Book Summary: Fundamentals of Data Visualization by Claus O. Wilke

Rating: 8.0/10.

Part 1: From Data to Visualization

All figures should be reproducible from data and code, should not have to make manual adjustments in Illustrator, or you will be dissuaded from updating them, or you may forget how they’re generated. Figures may be “ugly” (aesthetically unpleasing), “bad” (unclear and confusing), or “wrong” (objectively incorrect).

An aesthetic is any visual component that represents information, like position, color, line type, etc. Variables are either discrete or continuous, and discrete variables can be ordered or unordered. It’s important to choose the right aesthetics for the variables.

Coordinate systems. Default is Cartesian system. Logarithmic is good for ratios or anything multiplicative. Less common are square root scales for areas, and polar scales for geographic or periodic data.

Color scales. Qualitative scales should look equivalent to each other as they have no order. Sequential scales are for ordered data, eg: from light to dark. Divergent scales are for data with a neutral midpoint. Accent scales are for highlighting specific elements against a neutral background.

Bar plots. Don’t use rotated labels when they’re too long, better to swap the x and y axes. If there is a natural ordering, use that, otherwise order by size, don’t order randomly or alphabetically. When using grouped bar plots, there is a tradeoff as the position-encoded variable is easier to read and the color-encoded variables harder. Stacked bar plots are good when the sum is important. Dot plots are a good alternative when you don’t want to start from zero (eg: comparing life expectancies across countries).

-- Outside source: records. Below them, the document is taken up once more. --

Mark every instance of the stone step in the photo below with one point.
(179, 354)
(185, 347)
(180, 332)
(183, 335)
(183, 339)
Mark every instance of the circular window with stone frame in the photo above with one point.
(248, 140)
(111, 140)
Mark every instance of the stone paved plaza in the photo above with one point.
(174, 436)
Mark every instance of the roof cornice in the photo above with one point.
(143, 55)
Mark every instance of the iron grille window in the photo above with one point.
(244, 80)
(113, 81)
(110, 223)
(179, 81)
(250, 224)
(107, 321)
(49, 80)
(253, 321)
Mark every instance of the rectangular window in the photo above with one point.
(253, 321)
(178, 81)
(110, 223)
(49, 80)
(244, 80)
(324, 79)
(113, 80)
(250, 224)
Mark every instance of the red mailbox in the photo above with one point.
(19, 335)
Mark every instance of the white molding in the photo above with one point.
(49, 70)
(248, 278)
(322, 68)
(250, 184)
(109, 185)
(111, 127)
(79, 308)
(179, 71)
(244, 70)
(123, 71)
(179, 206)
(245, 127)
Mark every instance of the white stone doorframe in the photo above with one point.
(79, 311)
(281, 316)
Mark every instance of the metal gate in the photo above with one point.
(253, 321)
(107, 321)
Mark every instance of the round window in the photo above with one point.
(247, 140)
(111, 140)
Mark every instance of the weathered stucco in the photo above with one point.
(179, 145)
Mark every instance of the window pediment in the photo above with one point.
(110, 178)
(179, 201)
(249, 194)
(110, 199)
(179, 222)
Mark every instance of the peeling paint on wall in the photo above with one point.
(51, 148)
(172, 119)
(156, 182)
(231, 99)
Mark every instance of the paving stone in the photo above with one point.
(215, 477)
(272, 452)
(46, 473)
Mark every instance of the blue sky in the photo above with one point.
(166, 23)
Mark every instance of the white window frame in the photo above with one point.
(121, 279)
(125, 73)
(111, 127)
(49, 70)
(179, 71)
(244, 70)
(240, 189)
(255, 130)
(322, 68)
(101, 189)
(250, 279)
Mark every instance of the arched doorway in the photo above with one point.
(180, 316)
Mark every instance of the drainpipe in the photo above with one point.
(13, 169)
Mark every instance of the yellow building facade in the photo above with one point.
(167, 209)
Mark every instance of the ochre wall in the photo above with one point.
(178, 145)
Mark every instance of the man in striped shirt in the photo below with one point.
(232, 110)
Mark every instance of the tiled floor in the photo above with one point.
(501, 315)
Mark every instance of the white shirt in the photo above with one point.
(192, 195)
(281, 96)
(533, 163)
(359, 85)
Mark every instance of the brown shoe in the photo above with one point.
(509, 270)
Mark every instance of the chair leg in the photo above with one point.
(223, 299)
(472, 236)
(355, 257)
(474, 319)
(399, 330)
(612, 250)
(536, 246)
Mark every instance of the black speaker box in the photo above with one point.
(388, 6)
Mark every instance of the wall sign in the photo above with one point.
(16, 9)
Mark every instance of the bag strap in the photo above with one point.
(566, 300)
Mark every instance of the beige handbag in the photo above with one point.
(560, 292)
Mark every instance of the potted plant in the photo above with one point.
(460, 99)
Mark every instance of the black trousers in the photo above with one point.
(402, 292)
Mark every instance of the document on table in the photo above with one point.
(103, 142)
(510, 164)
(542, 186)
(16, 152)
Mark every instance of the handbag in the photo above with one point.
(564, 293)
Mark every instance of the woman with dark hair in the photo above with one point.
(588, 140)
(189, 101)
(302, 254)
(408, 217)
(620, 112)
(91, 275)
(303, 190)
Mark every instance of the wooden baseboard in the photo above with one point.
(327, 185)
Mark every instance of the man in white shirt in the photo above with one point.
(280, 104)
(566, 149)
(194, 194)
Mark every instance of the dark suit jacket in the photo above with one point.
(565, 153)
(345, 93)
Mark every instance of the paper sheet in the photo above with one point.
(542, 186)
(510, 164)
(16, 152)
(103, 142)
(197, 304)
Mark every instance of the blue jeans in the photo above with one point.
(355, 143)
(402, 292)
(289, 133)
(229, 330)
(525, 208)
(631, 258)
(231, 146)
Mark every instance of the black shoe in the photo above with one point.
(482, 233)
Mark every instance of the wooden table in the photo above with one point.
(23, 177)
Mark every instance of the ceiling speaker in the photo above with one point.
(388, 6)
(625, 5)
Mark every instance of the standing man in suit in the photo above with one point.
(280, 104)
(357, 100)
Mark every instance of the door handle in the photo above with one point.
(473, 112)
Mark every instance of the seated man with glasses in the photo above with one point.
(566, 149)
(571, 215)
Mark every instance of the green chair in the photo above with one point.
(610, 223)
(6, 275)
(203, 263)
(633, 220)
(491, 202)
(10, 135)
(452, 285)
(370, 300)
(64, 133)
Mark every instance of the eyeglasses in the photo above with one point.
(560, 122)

Visualizing distributions. Histograms are popular, although they depend on the choice of bin width. Density plots are an alternative, similarly you choose the kernel and bandwidth. You must be careful to not generate misleading densities where values are impossible (eg: age < 0). When visualizing multiple distributions, can use overlapping density plots or separate plots, don’t do stacked or overlapping histograms.

Disadvantage of histograms / density plots is they depend somewhat on kernel size. Alternative is CDF plots, which let you easily read off percentiles. Log transform is good when data is highly skewed. QQ plots are good for visualizing to what extent does a dataset follow a distribution.

Visualizing many distributions at once. Boxplot is a simple way, with median, 25/75 percentiles, fences, and outliers. Violin plots show distributions, strip charts show clouds of points with jitters. Sina plots combine violin with strip chart. On a horizontal axis, a ridgeline plot is similar to violin plot but sideways.

Visualizing proportions. Some statisticians dislike pie charts, but they are fine for small datasets and simple proportions; they are poor for showing trends across multiple proportions. For this, stacked bars are fine as long as the number of categories is small. Otherwise, consider having a separate plot for each category as a density plot relative to the whole.

Visualizing nested proportions. Sometimes each data point has multiple categorical attributes, like material x era. Then pie charts and bar charts are bad, use mosaic plots or treemaps, where each combination of two categories is a square within a whole. Can also use pie charts with a nested color scheme. If there are more than two attributes, can use parallel sets, but this can get messy.

Visualizing associations between continuous variables. Scatterplots are the most basic, good for encoding two variables. Bubble plots encode a third variable using bubble size, but size is harder to perceive than position. For more than a few variables, scatterplots are awkward, so it’s better to use correlograms, which show correlations between every pair of variables, but it obscures the relationships somewhat as it doesn’t show the actual data. PCA is an alternative, plot the weightings of the first two PCs. For paired data, can use a scatterplot with an y=x line, or a slopegraph which sorts by the biggest difference between pairs as the slope.

Visualizing time series. Most basic is a scatterplot, but can connect together the points into a line plot to be more visually appealing. If there are multiple trends, good to color all of the lines and label them directly instead of having a legend. If there are two variables, can make a connected scatterplot (also called phase portrait) parameterized by time, but make sure to label the direction and time scale.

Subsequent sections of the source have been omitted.